Speakers did not frame this paradox as a reason to disengage from technology, but rather as a call for radical transparency and editorial discipline. Publishing methodologies, explaining tool choices, documenting limitations, and distinguishing AI-assisted analysis from verified findings were cited as essential to maintaining credibility.
One approach discussed draws on practices developed by the Pulitzer Center, which encourages newsrooms to explicitly assess whether AI tools are used internally (to support reporting workflows) or externally (to generate outputs visible to audiences), and to evaluate risks accordingly. This internal/external distinction offers a practical framework for aligning tool use with journalistic ethics, accountability, and source protection.
Collaboration and Capacity Building as a Necessity
One of the strongest conclusions from both the pre-conference day discussions and the follow-up survey is that no single newsroom can solve these challenges alone.
Participants emphasized the need for:
- Cross-border collaboration on tools, workflows, and standards.
- Ready-to-use tools and practical guides for investigations.
- Partnerships with universities, technologists, and civil society.
- Open-source and independent alternatives to reduce Big Tech dependency.
- Training pathways for non-technical journalists.
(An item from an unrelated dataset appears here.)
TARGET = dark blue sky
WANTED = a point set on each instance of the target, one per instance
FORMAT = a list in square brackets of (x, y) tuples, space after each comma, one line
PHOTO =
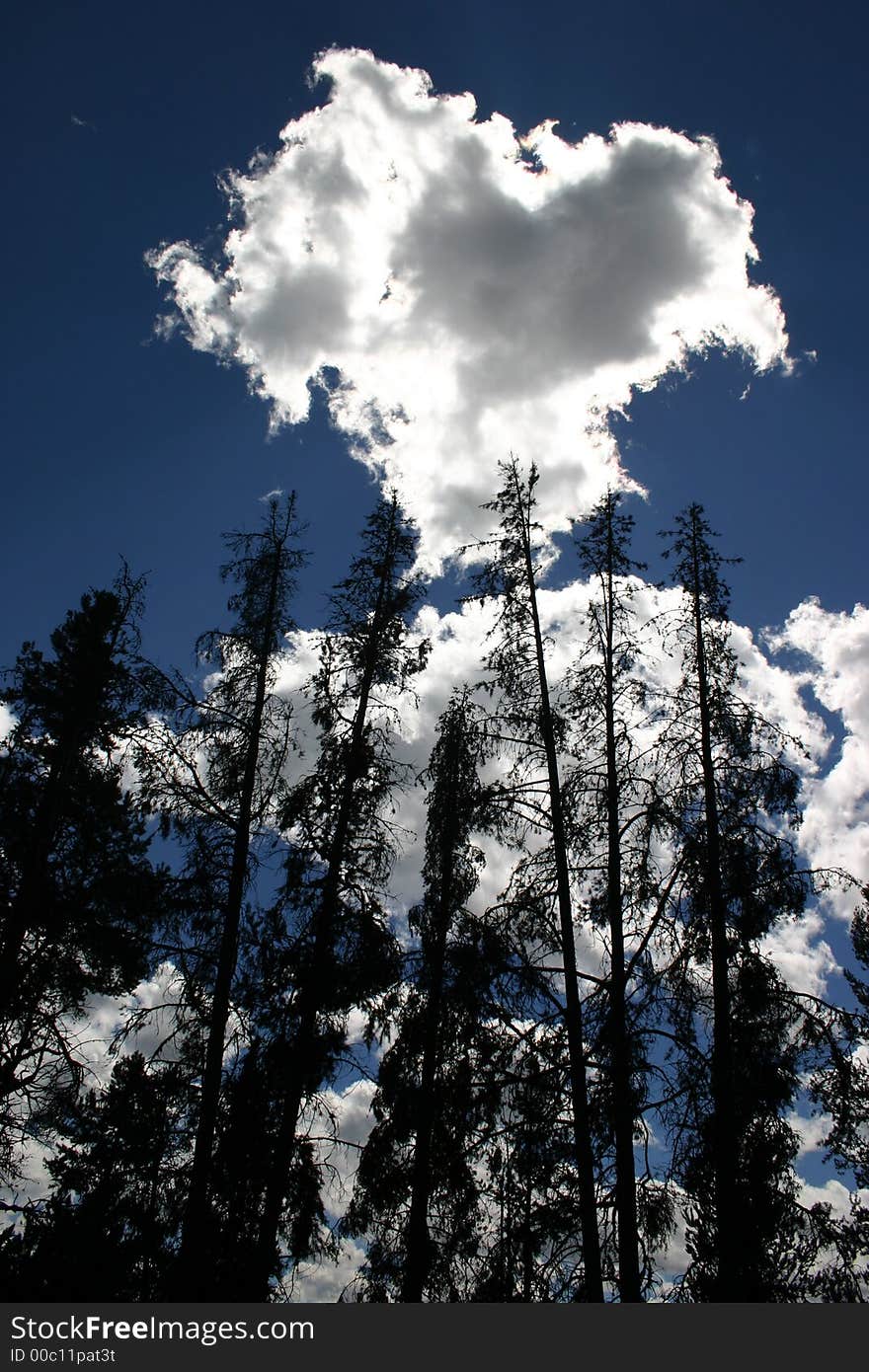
[(118, 443)]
Without collective solutions, AI risks deepening existing inequalities between well-funded investigative centers and smaller or exiled newsrooms.
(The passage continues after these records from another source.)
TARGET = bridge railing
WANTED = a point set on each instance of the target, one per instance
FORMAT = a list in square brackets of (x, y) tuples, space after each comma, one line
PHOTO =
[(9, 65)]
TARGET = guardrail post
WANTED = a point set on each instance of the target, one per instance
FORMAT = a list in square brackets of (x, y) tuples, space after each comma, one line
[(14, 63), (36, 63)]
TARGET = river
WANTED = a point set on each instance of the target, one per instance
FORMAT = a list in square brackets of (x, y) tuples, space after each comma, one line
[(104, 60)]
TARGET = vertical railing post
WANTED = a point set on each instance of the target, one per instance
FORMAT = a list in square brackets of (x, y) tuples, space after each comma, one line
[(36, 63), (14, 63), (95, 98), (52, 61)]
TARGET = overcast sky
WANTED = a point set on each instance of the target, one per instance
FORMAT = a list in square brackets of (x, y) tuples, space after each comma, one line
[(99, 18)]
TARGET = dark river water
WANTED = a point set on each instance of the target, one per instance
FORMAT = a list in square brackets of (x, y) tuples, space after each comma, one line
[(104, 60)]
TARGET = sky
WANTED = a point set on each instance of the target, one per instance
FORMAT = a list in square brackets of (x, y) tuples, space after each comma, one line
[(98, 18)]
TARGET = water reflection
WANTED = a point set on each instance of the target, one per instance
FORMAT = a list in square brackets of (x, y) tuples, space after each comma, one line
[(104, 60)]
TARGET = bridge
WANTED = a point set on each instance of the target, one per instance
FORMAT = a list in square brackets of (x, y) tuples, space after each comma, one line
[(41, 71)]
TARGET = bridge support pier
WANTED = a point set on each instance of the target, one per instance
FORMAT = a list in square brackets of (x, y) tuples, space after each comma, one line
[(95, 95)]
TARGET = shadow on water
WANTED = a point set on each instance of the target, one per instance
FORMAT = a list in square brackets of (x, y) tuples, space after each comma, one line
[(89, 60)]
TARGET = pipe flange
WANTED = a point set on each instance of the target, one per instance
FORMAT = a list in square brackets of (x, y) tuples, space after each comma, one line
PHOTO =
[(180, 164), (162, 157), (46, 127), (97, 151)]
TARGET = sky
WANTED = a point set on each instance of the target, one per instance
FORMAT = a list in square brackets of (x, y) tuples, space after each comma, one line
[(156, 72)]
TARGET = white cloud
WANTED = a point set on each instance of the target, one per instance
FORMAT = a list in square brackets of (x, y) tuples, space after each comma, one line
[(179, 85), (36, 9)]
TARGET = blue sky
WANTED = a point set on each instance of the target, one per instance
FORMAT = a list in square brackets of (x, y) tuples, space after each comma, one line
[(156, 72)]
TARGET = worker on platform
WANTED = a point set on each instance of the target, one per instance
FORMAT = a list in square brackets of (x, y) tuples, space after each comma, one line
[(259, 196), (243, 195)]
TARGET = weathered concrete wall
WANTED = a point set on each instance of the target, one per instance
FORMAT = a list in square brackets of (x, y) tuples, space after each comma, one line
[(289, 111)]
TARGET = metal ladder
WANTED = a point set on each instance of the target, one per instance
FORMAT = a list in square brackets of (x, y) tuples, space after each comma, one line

GIJN’s Role: Reducing Inequalities of Access
In this context, the Global Investigative Journalism Network is uniquely positioned to act as a connector, curator, and capacity-builder.
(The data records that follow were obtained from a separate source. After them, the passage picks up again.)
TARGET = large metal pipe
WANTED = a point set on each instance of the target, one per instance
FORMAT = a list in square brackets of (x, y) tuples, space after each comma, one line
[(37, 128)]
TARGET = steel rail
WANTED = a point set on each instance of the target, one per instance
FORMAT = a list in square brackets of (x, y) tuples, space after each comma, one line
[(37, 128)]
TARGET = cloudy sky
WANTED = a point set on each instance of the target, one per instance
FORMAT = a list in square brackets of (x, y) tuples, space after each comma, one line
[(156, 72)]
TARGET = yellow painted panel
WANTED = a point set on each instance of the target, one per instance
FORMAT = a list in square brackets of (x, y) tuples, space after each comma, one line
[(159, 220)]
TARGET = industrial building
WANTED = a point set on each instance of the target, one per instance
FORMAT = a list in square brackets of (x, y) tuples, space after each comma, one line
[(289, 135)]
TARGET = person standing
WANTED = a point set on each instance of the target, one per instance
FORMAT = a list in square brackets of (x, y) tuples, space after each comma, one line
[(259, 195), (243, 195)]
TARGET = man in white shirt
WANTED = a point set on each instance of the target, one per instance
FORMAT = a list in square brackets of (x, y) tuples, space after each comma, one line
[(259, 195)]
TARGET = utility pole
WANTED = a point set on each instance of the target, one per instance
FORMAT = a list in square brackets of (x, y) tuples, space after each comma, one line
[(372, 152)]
Survey respondents explicitly called on GIJN to:
- Provide practical guides to AI-driven investigative tools.
- Develop step-by-step resources on building local or task-specific models.
- Curate trusted toolkits and low-code solutions accessible to non-technical reporters.
- Facilitate knowledge-sharing across regions and languages.
- Support ethical frameworks grounded in investigative practice.
Rather than promoting a single technological path, GIJN’s value lies in helping journalists make informed choices: when AI adds value, when it does not, and how to integrate it without compromising security, legality, or editorial standards.
Priorities identified:
- Practical guidance on using AI as an investigative tool.
- Clear frameworks for responsible and transparent use.
- Shared, open, and secure tools, scripts, and workflows.
- Support for local and independent models where possible.
- Training that makes AI accessible beyond technical specialists.
- Collective strategies to reduce dependency on Big Tech.
- GIJN as a hub for capacity-building, coordination, and equity.
Sandrine Rigaud is the program director of GIJN. She is an investigative journalist, director, and Emmy-winning producer who served as editor-in-chief of Forbidden Stories from 2019 to 2024. In that position, she led international collaborations to continue the work of assassinated or under threat reporters, coordinating investigations involving up to 100 journalists and 30 media outlets, including Le Monde, The Washington Post, The Guardian, Der Spiegel, Haaretz, and El País. She teaches investigative journalism at the School of Journalism of Sciences Po Paris and is co-author of “Pegasus: How a Spy in Your Pocket Threatens the End of Privacy, Dignity, and Democracy.” A Nieman Fellow at Harvard in 2024/2025, she worked on global investigative collaborations, leaked data management, and Artificial Intelligence.